Boost to Australian funds management industry as CCIVs legislation is passed

It has taken 13 years, but Australia now has a legislated framework for Corporate Collective Investment Vehicles (CCIVs). This should prove a valuable boost to the export of funds management and will help to encourage international investment into Australian funds by providing a structure that is more familiar to foreign investors.

The legislation, Corporate Collective Investment Vehicle Framework and Other Measures Bill 2021 passed through Parliament earlier this month, which means that a recommendation from the landmark Johnson report in 2009, Australia as a Financial Centre, has finally been implemented. That report was designed as a post-GFC means to boost Australia as a regional financial services hub.

The new regulatory and tax framework for CCIVs will commence from 1 July 2022 and is a welcome and overdue development. For many years, the Australian funds management industry has been hampered by the lack of an investment vehicle which is familiar to overseas investors.

The CCIV has been designed with the policy objective of increasing the competitiveness of the Australian funds management industry by broadening our suite of investment vehicles through the introduction of an internationally recognisable structure – a corporate vehicle – which is fiscally transparent and broadly equivalent to a Managed Investment Trust (AMIT).

The Financial Services Council estimates that only 5 percent of the funds currently managed in Australia come from offshore ($145bn out of $2.6trn), which gives an indication of the scope and potential for the export of Australian funds management.

KPMG believes many of the issues that have surrounded this initiative have been addressed and the tax framework has been significantly simplified in the final version. It now leverages existing trusts taxation framework by treating each sub-fund of a CCIV as a “deemed trust” which is taxed as an AMIT if it meets the eligibility criteria.

The legislation has produced a base framework for establishing viable CCIVs in the Australian market, and fund managers are now able to work towards a July commencement date.

It should be said that some outstanding tax and regulatory issues still need to be addressed.

Notably the legislation does not tackle the transition process for existing funds into CCIVs.  Without a process to convert an existing AMIT to a CCIV without creating a tax event, either for investors or at the level of the fund, the tax cost could be a significant impediment to transition and will be a barrier to achieving scale in the new regime. This issue is well understood by Treasury and is proposed to be addressed through post-implementation amendments.

The reliance on the concept of accounting profits (as opposed to distributable income/trust law income) in certain aspects of the legislation presents issues for non-AMIT sub-funds that will need to be considered further and resolved and an important tax issue that is not addressed is the interaction between double tax agreement withholding tax rates (on a legal form dividend) and the AMIT withholding rules that will treat a distribution from a CCIV as a deemed trust distribution.  Circumstances where the effective withholding rate under the AMIT rules exceeds the treaty dividend rate may prove problematic and will need to be addressed in future.

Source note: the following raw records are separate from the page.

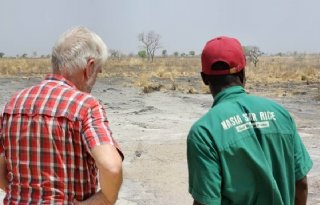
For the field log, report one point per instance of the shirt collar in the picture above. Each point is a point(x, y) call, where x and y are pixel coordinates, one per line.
point(228, 93)
point(56, 77)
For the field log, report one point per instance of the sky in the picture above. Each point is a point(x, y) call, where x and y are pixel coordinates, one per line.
point(184, 25)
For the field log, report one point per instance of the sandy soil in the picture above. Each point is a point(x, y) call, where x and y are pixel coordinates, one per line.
point(152, 128)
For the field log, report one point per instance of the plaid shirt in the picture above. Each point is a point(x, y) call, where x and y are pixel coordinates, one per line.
point(46, 134)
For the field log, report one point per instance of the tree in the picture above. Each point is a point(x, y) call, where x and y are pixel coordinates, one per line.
point(164, 53)
point(115, 54)
point(253, 53)
point(192, 53)
point(142, 54)
point(34, 54)
point(151, 43)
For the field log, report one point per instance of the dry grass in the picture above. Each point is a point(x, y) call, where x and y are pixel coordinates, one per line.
point(24, 66)
point(182, 74)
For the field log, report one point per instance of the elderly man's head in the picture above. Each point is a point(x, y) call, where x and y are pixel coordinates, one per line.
point(79, 55)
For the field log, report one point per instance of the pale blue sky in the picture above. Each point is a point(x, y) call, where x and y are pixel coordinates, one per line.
point(184, 25)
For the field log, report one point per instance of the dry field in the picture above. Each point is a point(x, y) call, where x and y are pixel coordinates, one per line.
point(151, 127)
point(170, 73)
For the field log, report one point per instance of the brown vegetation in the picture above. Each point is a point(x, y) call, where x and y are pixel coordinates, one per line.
point(182, 74)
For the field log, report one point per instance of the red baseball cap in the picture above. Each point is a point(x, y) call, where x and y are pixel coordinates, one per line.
point(225, 49)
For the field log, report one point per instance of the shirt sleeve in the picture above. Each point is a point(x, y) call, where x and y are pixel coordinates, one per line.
point(96, 128)
point(303, 162)
point(204, 170)
point(1, 138)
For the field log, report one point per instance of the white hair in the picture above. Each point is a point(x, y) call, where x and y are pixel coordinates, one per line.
point(75, 47)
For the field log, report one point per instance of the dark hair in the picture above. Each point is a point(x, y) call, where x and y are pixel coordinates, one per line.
point(225, 80)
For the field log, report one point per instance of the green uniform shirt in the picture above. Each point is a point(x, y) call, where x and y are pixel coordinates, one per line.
point(245, 150)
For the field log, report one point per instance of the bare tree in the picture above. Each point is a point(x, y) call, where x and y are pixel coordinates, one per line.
point(253, 53)
point(151, 43)
point(115, 54)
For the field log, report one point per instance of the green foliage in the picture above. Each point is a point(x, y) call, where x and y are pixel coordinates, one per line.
point(252, 53)
point(142, 54)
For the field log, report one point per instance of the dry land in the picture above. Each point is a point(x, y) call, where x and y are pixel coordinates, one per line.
point(152, 126)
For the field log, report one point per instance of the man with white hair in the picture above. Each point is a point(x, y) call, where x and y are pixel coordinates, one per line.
point(55, 137)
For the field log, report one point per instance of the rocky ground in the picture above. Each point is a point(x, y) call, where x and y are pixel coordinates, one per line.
point(151, 129)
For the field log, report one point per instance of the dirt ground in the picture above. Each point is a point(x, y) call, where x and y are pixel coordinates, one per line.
point(152, 128)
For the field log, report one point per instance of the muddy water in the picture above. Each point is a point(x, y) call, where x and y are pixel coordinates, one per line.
point(131, 111)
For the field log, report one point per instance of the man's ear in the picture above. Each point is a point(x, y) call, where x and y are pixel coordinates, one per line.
point(204, 78)
point(89, 69)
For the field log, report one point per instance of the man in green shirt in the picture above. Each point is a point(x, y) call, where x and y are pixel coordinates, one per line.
point(245, 149)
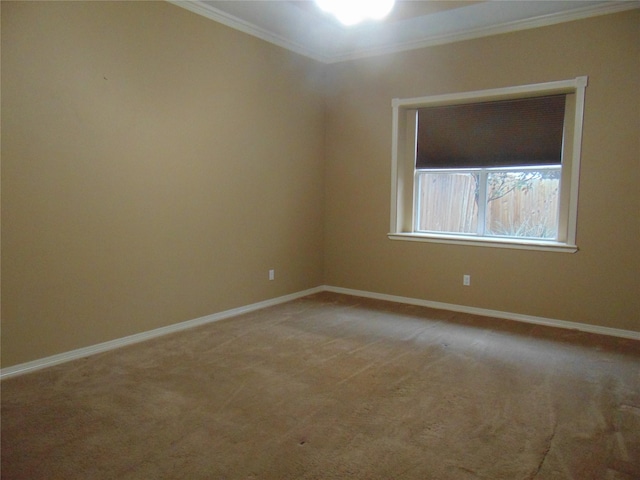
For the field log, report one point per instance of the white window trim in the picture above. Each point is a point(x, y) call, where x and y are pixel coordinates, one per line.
point(401, 228)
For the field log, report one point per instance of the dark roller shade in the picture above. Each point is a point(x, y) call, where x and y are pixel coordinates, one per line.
point(518, 132)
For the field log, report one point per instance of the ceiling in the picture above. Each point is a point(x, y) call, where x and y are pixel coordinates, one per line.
point(302, 27)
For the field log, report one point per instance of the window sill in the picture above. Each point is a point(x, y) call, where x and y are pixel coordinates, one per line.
point(541, 245)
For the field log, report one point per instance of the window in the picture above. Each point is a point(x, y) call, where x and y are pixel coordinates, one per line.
point(496, 167)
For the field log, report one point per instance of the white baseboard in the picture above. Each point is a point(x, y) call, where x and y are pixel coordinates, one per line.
point(550, 322)
point(140, 337)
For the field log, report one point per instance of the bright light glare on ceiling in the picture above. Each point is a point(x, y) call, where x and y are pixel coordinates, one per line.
point(350, 12)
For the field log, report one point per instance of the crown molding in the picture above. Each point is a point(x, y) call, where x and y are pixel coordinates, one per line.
point(217, 15)
point(466, 23)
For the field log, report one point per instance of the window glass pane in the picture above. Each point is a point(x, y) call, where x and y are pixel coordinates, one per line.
point(523, 203)
point(447, 202)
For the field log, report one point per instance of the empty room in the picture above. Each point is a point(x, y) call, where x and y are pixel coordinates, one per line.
point(260, 240)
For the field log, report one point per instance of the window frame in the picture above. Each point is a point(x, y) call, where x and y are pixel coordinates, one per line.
point(403, 165)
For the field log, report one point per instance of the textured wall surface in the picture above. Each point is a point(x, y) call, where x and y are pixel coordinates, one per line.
point(597, 285)
point(155, 166)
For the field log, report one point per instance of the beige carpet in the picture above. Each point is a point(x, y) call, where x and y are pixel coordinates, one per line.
point(330, 387)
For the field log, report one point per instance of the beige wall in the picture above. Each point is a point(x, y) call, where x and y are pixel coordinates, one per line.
point(156, 164)
point(598, 285)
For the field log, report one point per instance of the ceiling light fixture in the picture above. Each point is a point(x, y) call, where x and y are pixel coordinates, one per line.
point(350, 12)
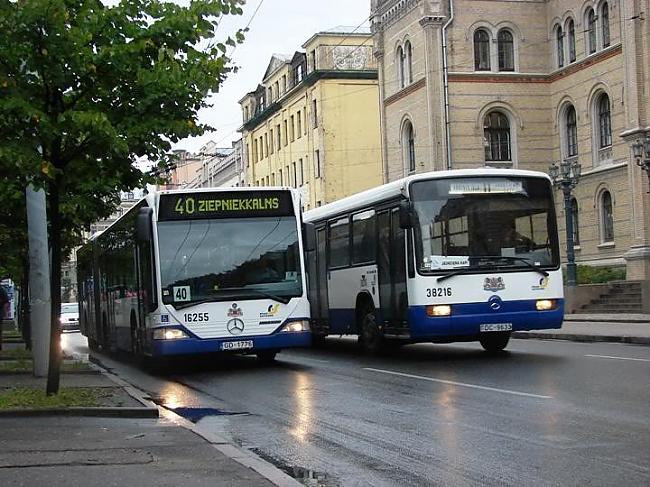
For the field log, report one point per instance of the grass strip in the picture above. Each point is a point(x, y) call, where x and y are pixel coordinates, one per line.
point(31, 398)
point(22, 365)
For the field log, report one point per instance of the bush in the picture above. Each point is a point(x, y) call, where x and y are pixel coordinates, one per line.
point(598, 275)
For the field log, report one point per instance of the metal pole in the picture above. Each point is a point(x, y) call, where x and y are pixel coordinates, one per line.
point(568, 213)
point(39, 279)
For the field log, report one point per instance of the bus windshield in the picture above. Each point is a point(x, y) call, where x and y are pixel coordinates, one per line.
point(224, 259)
point(462, 224)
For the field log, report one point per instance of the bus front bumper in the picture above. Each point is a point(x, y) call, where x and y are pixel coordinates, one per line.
point(190, 346)
point(466, 319)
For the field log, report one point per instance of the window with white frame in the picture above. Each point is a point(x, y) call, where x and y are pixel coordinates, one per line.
point(604, 24)
point(606, 217)
point(408, 146)
point(571, 39)
point(559, 44)
point(481, 50)
point(505, 41)
point(576, 222)
point(590, 22)
point(604, 121)
point(571, 131)
point(496, 132)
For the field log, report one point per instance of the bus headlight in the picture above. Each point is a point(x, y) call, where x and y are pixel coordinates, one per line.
point(439, 310)
point(545, 304)
point(168, 334)
point(296, 326)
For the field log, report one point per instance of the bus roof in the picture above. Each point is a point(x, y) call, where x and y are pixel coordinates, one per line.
point(400, 187)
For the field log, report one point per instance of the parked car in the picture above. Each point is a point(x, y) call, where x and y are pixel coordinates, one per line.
point(69, 316)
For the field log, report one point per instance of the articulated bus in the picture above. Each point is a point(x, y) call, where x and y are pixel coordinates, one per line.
point(465, 255)
point(206, 270)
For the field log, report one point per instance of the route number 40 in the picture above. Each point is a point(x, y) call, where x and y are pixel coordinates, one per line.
point(185, 206)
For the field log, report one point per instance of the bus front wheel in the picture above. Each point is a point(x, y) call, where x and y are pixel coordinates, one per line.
point(495, 341)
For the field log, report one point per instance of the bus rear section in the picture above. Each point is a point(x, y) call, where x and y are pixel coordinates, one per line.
point(458, 256)
point(204, 271)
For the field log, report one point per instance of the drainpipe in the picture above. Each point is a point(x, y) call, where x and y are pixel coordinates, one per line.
point(445, 71)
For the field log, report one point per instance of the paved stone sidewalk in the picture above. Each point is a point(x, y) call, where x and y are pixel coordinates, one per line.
point(102, 452)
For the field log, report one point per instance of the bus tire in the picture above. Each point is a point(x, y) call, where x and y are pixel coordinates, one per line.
point(266, 356)
point(371, 337)
point(495, 341)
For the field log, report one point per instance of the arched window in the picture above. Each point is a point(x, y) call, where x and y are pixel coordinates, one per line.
point(496, 131)
point(571, 132)
point(576, 222)
point(591, 30)
point(400, 67)
point(571, 39)
point(506, 50)
point(559, 41)
point(606, 217)
point(408, 146)
point(604, 121)
point(604, 19)
point(481, 50)
point(408, 64)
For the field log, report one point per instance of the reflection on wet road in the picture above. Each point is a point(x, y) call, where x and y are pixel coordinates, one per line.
point(544, 413)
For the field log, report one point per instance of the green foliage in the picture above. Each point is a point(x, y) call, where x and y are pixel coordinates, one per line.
point(598, 275)
point(88, 89)
point(30, 398)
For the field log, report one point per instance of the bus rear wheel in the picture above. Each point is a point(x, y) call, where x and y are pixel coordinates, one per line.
point(371, 337)
point(495, 341)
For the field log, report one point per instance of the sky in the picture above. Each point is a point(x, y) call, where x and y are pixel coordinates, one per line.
point(279, 26)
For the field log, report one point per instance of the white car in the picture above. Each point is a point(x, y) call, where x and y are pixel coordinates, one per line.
point(69, 319)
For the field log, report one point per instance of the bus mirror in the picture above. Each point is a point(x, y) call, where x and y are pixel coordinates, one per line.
point(405, 221)
point(143, 225)
point(309, 236)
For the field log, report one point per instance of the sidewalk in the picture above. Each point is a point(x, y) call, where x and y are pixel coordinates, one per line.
point(596, 330)
point(123, 443)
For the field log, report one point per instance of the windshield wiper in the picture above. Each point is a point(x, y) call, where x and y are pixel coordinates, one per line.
point(518, 259)
point(492, 258)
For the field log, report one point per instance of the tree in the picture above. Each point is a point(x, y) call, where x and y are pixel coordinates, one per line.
point(86, 89)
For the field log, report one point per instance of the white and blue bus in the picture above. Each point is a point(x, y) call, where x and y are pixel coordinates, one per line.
point(465, 255)
point(206, 270)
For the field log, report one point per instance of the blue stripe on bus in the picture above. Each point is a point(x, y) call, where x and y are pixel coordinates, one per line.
point(466, 318)
point(210, 345)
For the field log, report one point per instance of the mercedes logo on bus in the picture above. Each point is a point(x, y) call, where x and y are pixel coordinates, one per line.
point(235, 326)
point(495, 303)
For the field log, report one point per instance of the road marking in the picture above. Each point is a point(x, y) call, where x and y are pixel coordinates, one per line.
point(620, 358)
point(460, 384)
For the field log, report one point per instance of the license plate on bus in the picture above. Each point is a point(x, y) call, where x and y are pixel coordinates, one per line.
point(238, 345)
point(495, 327)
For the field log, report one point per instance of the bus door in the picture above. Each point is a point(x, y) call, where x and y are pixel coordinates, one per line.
point(392, 271)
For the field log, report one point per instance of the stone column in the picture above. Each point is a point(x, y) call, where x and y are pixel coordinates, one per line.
point(432, 26)
point(635, 33)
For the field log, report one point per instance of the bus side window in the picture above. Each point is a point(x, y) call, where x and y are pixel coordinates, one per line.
point(339, 243)
point(363, 237)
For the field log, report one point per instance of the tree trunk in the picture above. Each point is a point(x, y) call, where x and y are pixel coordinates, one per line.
point(54, 372)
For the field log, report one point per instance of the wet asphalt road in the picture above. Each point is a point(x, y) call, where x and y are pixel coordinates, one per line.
point(543, 413)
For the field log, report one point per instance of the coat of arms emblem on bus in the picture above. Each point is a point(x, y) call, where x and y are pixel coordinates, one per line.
point(235, 311)
point(494, 284)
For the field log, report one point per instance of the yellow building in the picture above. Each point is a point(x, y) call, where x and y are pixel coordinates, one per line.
point(313, 122)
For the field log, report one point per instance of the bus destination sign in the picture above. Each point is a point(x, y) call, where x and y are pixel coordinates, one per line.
point(224, 204)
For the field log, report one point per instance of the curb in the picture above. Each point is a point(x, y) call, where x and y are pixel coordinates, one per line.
point(244, 457)
point(576, 337)
point(96, 412)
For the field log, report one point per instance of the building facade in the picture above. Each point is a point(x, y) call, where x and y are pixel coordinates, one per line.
point(313, 121)
point(523, 84)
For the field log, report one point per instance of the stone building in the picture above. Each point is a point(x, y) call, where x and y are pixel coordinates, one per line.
point(313, 121)
point(523, 84)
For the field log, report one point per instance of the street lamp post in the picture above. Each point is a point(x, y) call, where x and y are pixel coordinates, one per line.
point(565, 176)
point(641, 152)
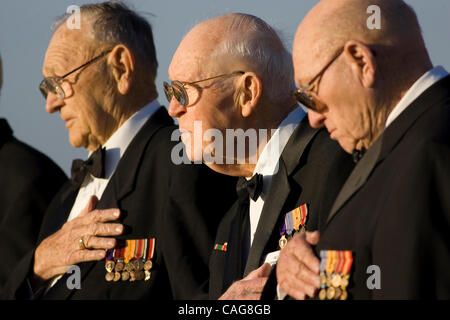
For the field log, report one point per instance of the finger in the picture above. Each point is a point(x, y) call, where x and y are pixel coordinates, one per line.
point(92, 242)
point(312, 237)
point(310, 279)
point(92, 203)
point(295, 287)
point(262, 271)
point(105, 215)
point(104, 229)
point(86, 255)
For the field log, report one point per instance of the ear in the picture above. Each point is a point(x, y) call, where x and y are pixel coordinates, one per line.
point(121, 61)
point(362, 62)
point(250, 93)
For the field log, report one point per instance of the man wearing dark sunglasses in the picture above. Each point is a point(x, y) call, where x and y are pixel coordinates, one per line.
point(130, 218)
point(29, 182)
point(379, 96)
point(232, 73)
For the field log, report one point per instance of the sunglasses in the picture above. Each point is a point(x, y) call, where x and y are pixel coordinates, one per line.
point(53, 84)
point(176, 89)
point(309, 98)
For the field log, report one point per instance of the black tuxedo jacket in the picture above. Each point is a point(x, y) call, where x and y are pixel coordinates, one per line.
point(179, 205)
point(28, 181)
point(394, 210)
point(312, 169)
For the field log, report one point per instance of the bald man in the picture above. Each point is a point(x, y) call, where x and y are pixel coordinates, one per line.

So, from a regulatory perspective, there remain some discrepancies between the requirements for a CCIV and those for an AMIT, meaning the CCIV does not start from a completely level playing field. But this is only the first instalment of the tax and regulatory measures. Overall, the legislation marks a significant development in the international competitiveness of Australia’s funds management industry. We welcome its introduction and remain optimistic around the potential start date of 1 July 2022.